Posteriormente passaríamos por varias dificuldades para finalização, desde lugar para editar, dinheiro, falta de pessoal técnico, problemas técnicos, tempo, pois alguém tem que trabalhar para se sustentar não é.
Nesse meio tempo ingressei no Isca Faculdades no curso de Publicidade e propaganda, onde aprendi muita coisa que veio a me ajudar a deixar tudo mais conciso, dentro de uma linha de identidade, seguindo conceitos de uniformidade para estabelecer uma comunicação clara, sem ruídos, e inteligente sem se tornar maçante.
Após ter perdido dois meses de trabalho de edição devido a um problema no computador que estava trabalhando confesso que fiquei um pouco desanimado. Mas enfim consegui comprar com ajuda da minha mulher e assistente de produção (Lílian Maria Rufino) a minha própria ilha de edição, onde finalmente o trabalho começou a progredir.

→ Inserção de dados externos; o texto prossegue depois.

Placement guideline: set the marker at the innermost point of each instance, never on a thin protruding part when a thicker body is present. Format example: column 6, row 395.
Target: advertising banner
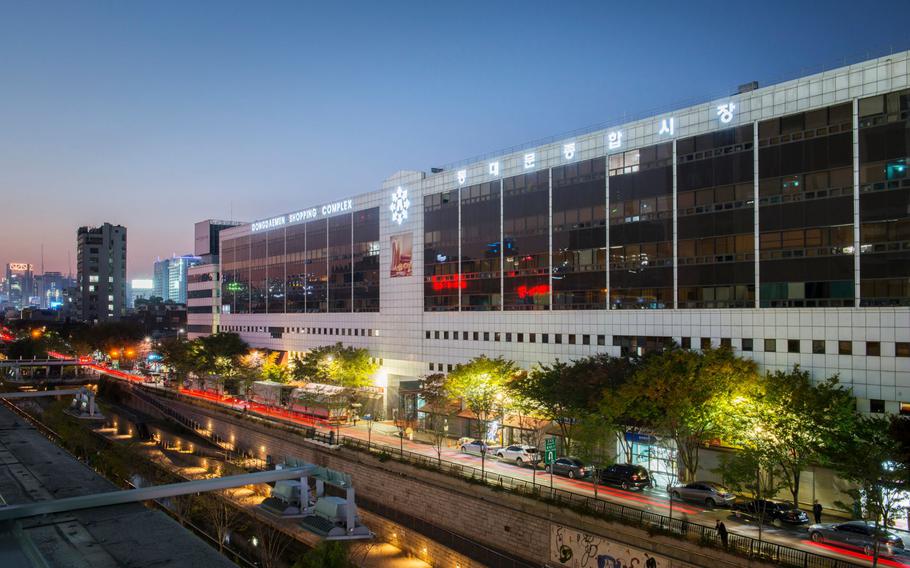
column 402, row 251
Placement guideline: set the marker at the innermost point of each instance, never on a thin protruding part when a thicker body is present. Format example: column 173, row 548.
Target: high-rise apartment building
column 101, row 273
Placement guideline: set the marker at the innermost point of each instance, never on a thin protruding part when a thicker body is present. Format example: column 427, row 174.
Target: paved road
column 653, row 500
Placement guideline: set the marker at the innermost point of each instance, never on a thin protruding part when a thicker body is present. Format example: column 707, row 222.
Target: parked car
column 859, row 535
column 477, row 447
column 773, row 511
column 570, row 467
column 707, row 492
column 519, row 454
column 626, row 476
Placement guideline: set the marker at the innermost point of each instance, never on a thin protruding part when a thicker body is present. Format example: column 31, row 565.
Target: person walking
column 722, row 532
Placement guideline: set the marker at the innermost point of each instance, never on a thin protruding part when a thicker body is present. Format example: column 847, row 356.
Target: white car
column 521, row 455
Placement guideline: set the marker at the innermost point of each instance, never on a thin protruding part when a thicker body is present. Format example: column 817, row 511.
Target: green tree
column 755, row 470
column 327, row 554
column 801, row 420
column 689, row 396
column 336, row 365
column 871, row 457
column 433, row 392
column 480, row 384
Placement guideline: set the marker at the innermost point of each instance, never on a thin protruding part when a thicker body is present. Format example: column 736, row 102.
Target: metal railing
column 703, row 535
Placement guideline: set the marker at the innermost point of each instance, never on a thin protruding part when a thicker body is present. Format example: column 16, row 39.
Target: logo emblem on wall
column 400, row 205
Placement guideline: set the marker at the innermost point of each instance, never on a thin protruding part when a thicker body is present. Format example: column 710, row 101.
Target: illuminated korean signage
column 725, row 112
column 303, row 215
column 614, row 140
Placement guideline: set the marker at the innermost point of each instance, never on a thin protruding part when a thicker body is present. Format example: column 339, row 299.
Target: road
column 653, row 500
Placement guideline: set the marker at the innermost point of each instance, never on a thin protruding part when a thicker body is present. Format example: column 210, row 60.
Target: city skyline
column 154, row 124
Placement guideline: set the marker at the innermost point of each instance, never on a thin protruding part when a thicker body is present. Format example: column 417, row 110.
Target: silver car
column 707, row 492
column 859, row 535
column 521, row 455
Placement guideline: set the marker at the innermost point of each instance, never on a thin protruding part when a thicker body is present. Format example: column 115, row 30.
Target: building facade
column 775, row 221
column 101, row 273
column 170, row 277
column 19, row 285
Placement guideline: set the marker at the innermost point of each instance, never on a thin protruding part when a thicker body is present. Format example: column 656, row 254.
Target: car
column 771, row 511
column 707, row 492
column 859, row 535
column 627, row 476
column 569, row 466
column 477, row 447
column 519, row 454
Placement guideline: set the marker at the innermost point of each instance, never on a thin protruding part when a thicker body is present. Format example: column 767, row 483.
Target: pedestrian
column 722, row 532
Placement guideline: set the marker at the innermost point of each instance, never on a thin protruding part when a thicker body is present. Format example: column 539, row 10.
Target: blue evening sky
column 158, row 114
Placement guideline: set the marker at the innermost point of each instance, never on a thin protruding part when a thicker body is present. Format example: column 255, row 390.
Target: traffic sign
column 549, row 450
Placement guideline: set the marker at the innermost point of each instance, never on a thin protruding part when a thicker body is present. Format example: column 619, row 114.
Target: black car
column 626, row 476
column 773, row 511
column 570, row 467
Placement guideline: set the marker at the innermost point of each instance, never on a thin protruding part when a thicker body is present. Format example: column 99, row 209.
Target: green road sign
column 549, row 447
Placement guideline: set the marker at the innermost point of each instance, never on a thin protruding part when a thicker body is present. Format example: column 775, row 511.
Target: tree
column 222, row 515
column 327, row 554
column 480, row 384
column 433, row 392
column 755, row 470
column 870, row 455
column 336, row 365
column 688, row 396
column 800, row 420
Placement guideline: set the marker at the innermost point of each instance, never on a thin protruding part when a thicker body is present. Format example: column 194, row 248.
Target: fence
column 655, row 522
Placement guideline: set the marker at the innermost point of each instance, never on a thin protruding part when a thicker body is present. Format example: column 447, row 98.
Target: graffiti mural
column 575, row 549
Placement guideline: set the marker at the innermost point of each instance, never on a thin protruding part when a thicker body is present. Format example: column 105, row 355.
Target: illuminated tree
column 481, row 386
column 689, row 397
column 336, row 365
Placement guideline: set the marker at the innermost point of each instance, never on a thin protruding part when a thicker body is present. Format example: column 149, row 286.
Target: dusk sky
column 155, row 115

O roteiro teve também uma reformulação na hora da edição. Tínhamos 36 horas de matriz de gravação que saiu uma primeira versão de 68 minutos, e após aproximadamente 15 versões de edição, tentando dar dinamismo no enredo, a montagem final originou-se aproximadamente 31 minutos bem desenvolvidos, permanecendo apenas o que era necessário pra contar a estória sem forçar nas piadas, e objetivar a idéia que queria passar: que era homenagear The Matrix.